I've tried using regex as follows:
>>> import re
>>> def blind_CAPS_without_first_word(text):
... first_word, _, the_rest = text.partition(' ')
... blinded = re.sub('(?:[A-Z][\w]+\s*)', ' #NE# ', the_rest)
... return " ".join([first_word, blinded])
...
>>> text = "La cinta, que hoy se estrena en nuestro país, competirá contra Hors la Loi, de Argelia, Dogtooth, de Grecia, Incendies, de Canadá, Life above all , de Sudáfrica, y con la ganadora del Globo de Oro, In A Better World, de Dinamarca."
>>> blind_CAPS_without_first_word(text)
[out]:
La cinta, que hoy se estrena en nuestro país, competirá contra #NE# la #NE# , de #NE# , #NE# , de #NE# , #NE# , de #NE# á, #NE# above all , de #NE# áfrica, y con la ganadora del #NE# de #NE# , #NE# A #NE# #NE# , de #NE# .

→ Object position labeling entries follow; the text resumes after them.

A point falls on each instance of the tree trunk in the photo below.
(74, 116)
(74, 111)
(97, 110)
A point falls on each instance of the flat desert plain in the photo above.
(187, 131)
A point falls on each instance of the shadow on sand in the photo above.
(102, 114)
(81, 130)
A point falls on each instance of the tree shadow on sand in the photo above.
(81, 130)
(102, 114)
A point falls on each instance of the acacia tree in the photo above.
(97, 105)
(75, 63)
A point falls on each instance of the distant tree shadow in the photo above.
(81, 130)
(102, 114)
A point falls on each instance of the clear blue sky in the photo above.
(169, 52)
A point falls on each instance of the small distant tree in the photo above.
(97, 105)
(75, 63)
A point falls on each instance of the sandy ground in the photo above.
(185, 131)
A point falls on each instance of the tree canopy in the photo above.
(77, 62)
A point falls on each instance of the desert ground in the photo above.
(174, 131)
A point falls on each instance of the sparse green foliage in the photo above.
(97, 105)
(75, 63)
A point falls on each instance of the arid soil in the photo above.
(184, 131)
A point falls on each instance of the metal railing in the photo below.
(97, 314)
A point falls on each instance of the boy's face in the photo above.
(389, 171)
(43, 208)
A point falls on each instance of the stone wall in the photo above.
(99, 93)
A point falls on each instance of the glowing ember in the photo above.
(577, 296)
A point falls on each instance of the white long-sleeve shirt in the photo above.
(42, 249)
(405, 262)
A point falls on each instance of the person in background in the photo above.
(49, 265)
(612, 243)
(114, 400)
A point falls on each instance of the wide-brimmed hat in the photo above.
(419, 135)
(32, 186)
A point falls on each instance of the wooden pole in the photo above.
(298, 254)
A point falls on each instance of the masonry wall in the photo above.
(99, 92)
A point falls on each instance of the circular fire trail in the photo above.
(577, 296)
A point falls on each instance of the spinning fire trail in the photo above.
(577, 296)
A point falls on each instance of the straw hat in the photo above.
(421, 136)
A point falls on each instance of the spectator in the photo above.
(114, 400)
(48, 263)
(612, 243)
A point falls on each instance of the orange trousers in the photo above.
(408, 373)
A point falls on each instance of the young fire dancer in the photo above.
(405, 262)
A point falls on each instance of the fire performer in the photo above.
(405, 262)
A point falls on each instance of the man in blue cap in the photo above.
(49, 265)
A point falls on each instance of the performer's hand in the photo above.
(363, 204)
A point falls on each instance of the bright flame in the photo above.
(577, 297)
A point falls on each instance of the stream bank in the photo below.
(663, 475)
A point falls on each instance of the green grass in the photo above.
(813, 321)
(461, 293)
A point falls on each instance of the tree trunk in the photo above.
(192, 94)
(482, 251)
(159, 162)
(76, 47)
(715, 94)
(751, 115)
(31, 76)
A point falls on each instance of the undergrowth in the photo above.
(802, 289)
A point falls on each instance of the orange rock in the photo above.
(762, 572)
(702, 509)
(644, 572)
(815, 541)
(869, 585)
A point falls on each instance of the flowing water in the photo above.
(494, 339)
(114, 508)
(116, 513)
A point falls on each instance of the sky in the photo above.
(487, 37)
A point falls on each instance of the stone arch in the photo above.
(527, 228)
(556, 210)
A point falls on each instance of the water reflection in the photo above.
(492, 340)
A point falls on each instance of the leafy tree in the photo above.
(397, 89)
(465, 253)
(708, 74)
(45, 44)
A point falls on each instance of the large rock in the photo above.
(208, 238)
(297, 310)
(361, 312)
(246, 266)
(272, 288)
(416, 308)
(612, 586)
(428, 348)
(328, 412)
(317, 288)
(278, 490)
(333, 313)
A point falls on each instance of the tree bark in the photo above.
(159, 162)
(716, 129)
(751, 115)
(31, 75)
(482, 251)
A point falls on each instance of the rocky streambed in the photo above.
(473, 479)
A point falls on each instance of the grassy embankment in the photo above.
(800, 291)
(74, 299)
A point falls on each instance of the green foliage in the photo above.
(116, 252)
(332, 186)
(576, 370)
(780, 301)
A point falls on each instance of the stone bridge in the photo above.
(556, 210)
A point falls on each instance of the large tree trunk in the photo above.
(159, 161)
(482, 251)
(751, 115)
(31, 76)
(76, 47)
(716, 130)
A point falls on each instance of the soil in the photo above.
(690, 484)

But the regex didn't consider accented characters when using \w
, e.g. Canadá
-> #NE# á
; Sudáfrica
-> #NE# áfrica
. How do I get around this? How to include accented words in my regex? It needs to be Canadá
-> #NE#
; Sudáfrica
-> #NE#
.
I guess it's okay if to ignore single character words like A
remains as A
. Unless there's a get around for this.
Upvotes: 1
Views: 4696
Reputation: 1365
Any chance you could use unicode notation to capture ranges of characters? Example: [\xC0-\xE1] or something? I ran it by Pythex and it didn't seem to mind... you'll need to find your own range, but it's a start :)
Hope this helps.
Upvotes: 0
Reputation: 174706
Because \w+
or [\w]+
won't match accented characters. So it fails to match those words.
You may use \S+
instead of \w+
re.sub(r'[A-Z]\S+\s*', ' #NE# ', the_rest)
OR
Use regex module if you only wants to match word chars of any language.